I ended up in a bar on Broadway and Houston Street. I wanted to get as far away as possible, but I also wanted to get in front of a TV to see what the hell just took place. It was about 10:30AM at this point, because as I went into the bar and sat down, they were showing the 2WTC beginning to fall. I sat down, watched the TV, and drank about 8 shots of Southern Comfort with others people I met. Finally, I got my first cell phone connection dialed out to my mother to let her know I was safe.
While most people tried leaving the city ASAP, it didn’t mater to me. I ended up traveling to different bars and locations to stay updated, and remain drunk. It wasn’t until 8:00PM, that I finally needed to go home, back to Brooklyn. Thankfully, the F train was running again, so I went down into the W4th Street station, jumped on the train, and went home.

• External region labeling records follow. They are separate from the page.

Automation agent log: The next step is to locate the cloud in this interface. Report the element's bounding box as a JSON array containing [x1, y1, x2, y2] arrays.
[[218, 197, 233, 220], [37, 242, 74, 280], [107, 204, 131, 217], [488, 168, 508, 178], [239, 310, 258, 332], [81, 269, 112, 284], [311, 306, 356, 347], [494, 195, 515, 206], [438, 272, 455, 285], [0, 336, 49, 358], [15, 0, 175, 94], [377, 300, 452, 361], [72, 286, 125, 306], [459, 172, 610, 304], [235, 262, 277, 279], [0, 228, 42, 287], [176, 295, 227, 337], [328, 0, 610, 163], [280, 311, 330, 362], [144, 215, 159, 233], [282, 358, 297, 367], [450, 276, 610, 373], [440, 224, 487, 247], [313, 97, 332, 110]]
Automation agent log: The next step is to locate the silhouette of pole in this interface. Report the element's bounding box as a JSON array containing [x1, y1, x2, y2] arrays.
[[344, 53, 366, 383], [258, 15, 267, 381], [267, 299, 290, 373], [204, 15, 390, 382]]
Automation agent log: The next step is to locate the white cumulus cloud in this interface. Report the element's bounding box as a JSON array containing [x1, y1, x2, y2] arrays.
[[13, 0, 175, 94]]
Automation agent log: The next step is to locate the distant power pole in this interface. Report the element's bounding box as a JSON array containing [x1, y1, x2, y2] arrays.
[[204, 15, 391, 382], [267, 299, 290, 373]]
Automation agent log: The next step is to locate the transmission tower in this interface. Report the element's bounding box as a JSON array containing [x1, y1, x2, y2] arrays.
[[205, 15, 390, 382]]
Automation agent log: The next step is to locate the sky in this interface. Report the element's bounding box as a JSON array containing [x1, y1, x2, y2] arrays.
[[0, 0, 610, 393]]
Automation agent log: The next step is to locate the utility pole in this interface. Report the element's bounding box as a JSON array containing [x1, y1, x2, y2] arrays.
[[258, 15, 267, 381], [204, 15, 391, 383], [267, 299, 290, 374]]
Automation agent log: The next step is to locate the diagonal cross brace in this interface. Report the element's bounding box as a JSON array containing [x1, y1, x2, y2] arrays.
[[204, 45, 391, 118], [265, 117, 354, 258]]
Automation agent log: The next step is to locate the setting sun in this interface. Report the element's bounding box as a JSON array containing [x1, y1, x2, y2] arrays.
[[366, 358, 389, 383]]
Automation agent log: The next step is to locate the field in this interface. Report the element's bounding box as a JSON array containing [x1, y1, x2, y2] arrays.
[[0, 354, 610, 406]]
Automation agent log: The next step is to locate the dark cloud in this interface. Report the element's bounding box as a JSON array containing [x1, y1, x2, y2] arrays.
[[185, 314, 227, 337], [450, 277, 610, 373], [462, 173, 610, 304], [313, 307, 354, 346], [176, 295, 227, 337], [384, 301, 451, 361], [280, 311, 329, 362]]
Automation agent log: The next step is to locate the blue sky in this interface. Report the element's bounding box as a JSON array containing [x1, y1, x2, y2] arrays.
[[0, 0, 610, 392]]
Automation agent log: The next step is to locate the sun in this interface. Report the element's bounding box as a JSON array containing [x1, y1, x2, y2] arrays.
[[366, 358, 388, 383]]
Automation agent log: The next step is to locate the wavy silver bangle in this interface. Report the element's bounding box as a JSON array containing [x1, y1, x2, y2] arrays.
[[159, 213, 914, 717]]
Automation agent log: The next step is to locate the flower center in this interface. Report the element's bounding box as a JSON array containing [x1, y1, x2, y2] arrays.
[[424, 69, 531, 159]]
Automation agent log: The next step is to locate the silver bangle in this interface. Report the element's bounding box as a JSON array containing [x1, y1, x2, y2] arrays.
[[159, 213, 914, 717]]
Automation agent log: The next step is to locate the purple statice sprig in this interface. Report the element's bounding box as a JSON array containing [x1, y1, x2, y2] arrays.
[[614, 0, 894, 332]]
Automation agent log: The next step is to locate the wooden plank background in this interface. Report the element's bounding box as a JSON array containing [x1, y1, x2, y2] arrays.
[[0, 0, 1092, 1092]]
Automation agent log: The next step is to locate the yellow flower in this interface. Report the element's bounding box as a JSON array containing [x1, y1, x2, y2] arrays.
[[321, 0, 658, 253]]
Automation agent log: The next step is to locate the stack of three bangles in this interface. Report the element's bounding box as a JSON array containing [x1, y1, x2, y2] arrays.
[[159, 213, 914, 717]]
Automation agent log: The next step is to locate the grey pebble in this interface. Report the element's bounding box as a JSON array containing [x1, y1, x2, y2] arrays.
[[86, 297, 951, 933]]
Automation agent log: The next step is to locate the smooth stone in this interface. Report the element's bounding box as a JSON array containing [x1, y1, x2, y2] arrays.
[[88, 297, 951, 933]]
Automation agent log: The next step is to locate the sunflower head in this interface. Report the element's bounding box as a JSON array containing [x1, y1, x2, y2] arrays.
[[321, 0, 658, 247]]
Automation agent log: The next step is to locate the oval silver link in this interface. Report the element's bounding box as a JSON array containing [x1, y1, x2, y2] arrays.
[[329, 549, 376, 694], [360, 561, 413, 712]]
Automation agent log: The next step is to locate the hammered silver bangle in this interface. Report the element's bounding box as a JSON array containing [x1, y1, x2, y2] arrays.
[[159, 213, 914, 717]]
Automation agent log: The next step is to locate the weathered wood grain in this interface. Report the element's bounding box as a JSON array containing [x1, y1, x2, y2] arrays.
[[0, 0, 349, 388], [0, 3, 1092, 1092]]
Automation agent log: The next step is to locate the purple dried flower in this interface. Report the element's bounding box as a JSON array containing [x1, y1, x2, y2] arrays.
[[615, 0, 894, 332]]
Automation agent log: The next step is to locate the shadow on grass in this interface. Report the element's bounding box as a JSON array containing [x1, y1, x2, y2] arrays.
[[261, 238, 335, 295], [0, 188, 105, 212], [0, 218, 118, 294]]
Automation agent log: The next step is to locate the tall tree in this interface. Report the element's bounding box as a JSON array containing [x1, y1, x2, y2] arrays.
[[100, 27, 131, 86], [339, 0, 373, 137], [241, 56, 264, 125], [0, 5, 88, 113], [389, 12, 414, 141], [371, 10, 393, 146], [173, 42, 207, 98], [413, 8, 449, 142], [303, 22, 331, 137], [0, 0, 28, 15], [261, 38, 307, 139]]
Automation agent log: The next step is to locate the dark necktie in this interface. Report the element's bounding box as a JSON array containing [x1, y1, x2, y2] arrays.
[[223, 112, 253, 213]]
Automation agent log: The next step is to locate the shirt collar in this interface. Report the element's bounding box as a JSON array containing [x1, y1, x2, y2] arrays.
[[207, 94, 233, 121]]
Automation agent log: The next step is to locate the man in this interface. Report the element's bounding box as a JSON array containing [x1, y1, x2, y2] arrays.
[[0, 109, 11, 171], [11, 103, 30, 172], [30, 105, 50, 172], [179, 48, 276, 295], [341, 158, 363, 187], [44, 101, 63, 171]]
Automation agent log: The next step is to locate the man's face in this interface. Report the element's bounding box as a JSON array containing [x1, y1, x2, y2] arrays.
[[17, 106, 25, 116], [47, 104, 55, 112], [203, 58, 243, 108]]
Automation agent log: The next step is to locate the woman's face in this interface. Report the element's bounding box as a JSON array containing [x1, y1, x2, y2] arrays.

Throughout that day, and for the next few days, one thing was on my mind – Why? Was I supposed to be in this building at the time, and why was I supposed to witness this. There may very well be no answer to this. Thinking long hard about this, whether I was on time going to work taking my normal route, or whether I was late from dropping off my car, I still would not have been in the building where I would be harmed. Had I been on time, I would have been in the 2WTC lobby, just about to walk out and cross the street. I would have probably seen and/or heard the 1st plane hit and ran back down Liberty Street rather than running up the escalator into 1 World Financial Center. Had this happened, I believe I would have ended up in close to the same exact spot I was because I would have wanted to watch what was taking place.
So basically, the question is, why was I supposed to be 25 feet away from the buildings, watching this major catastrophe? If I was truly not supposed to be there on this day, then why wasn’t I left in midtown, so I could not witness this tragedy in a front row seat? Again, one will never know why they were where they were on this day. I can just be thankful that I was unharmed.